El cielo y el infierno
La tana es profesora de historia, pero así y todo a veces se le escapa un cocoliche y manda piquilina en lugar de capelina.
Por eso y porque pocos se acuerdan de su nombre y apellido, le decimos Piquilina. Le encanta filosofar sobre cuestiones del momento.
Ayer, a media mañana, en plena lluvia, entró con un viento helado al bar. Dejó su maletín y el paraguas al lado de la puerta, pidió un vaso de agua, como hace cuando va a empezar uno de sus relatos. Empapada como estaba se sentó a la mesa, se mojó apenas los labios con el agua, sonrió y mirando fijamente a la ventana empezó a hablar así: “Un hombre, en alguna parte del planeta, se banca la vida avivado por el deseo de conocer a quien decide destinos desde las ti-nieblas. Dedica la vida a descubrir ese hueco en el tiempo y el espacio donde piensa que se devela el misterio. Se somete al abismo del destino, que lo obliga a vivir situaciones horrendas y otras imponentes. Con una grandeza digna de cualquier otro ser humano, el tipo toma esas cosas como si fueran pruebas o algo así. Alcanza cierta notoriedad, se destaca por su hidalguía, hasta llega a mostrar características de líder. Por mero oportunismo y con aire inconmovible hasta alguna vez ayuda a alguien, como si fuera un cercano amigo. Al final de ese trayecto que tuvo como fotos de una espantosa película y también pasajes que podrían merecer un lugar destacado en la historia de la humanidad, el sujeto duda sobre su propósito, pero ya es tarde”.
La Tana tomó de un sorbo lo que quedaba en el vaso, siempre mirando ensimismada por la ventana. Afuera la lluvia caía fuerte. Ella siguió: “Otra persona, digamos, en un punto bien distante del otro tipo, entiende que por algún designio debe encontrar al supremo hacedor de la humanidad. Entregado a ese objetivo, hace el bien a diestra y siniestra, siembra buenas cosas a su paso, estudia, se prepara para ese instante en que él piensa estará ante el creador. En el camino se encuentra con buenas personas, se encuentra con seres bellos, incluso con seres que parecieran ser bellos y que interiormente son una porquería. Nada lo defrauda. El tipo sigue adelante como guiado por una fuerza interior que le impide detenerse, darse por vencido, ni siquiera decaer un poquito. Así avanza años largos e insoportables. Siente que algunos han transcurrido en vano, años deprimentes en los que nada sucedía o nadie se le acercaba en busca de ayuda para permitir que él mostrara sus dotes de hombre bueno. Hasta que en determinado momento, presiente que podría alcanzar lo que tanto ha deseado”.

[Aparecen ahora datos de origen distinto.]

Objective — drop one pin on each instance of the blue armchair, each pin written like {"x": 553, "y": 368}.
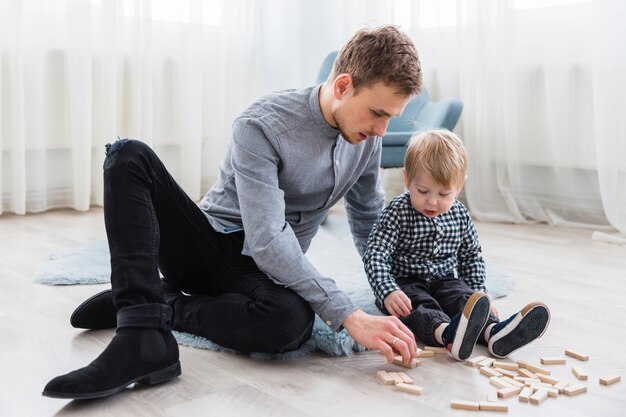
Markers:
{"x": 421, "y": 113}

Piquilina se quedó en silencio un rato. Me pidió un cigarrillo, lo prendió, le dio una larga pitada y largando una bocanada de humo siguió: “En un lugar del mundo donde la paz y la guerra son como soles de idéntico tamaño, ese lugar puede estar en cualquier coordenada, surgen de pronto esos dos tipos. Son figuras similares que parecen hechas de hielo. No puede distinguirse bien porque los veo desde tan lejos”, aclaró la Tana achicando los ojos, “es algo que más bien debe sentirse. Caminan uno hacia el otro, lentamente. Se detienen. Uno de ellos descubre que el otro está desnudo. Ambos se miran, dan un rodeo. Se alejan dedicándose una mirada despectiva, con algo de temor. Se pierden. Se vuelven puntitos en el firmamento mientras siguen caminando. Ninguno de ellos comprende que ha estado ante quien buscaba”.
¿Y así termina tu relato Tana?, le dijo casi gritándole el mozo, que se había quedado escuchando después de traerle el agua.
Piquilina se levantó, lo miró fijamente a los ojos y dijo: “La violencia de cada día y los esfuerzos que del lado del bien y del lado del mal se hacen para estimular ese fuego, promueven el desencuentro. En el fondo, los tipos no solamente niegan la paz, posiblemente niegan su propia existencia. Ya paró la lluvia, pero fijensé que igual la gente va a seguir buscando roña y discutiendo por pelotudeces, el cielo y el infierno somos nosotros”, dijo.
Después agarró el maletín y se fue, olvidando el paragüas y dejando la puerta abierta.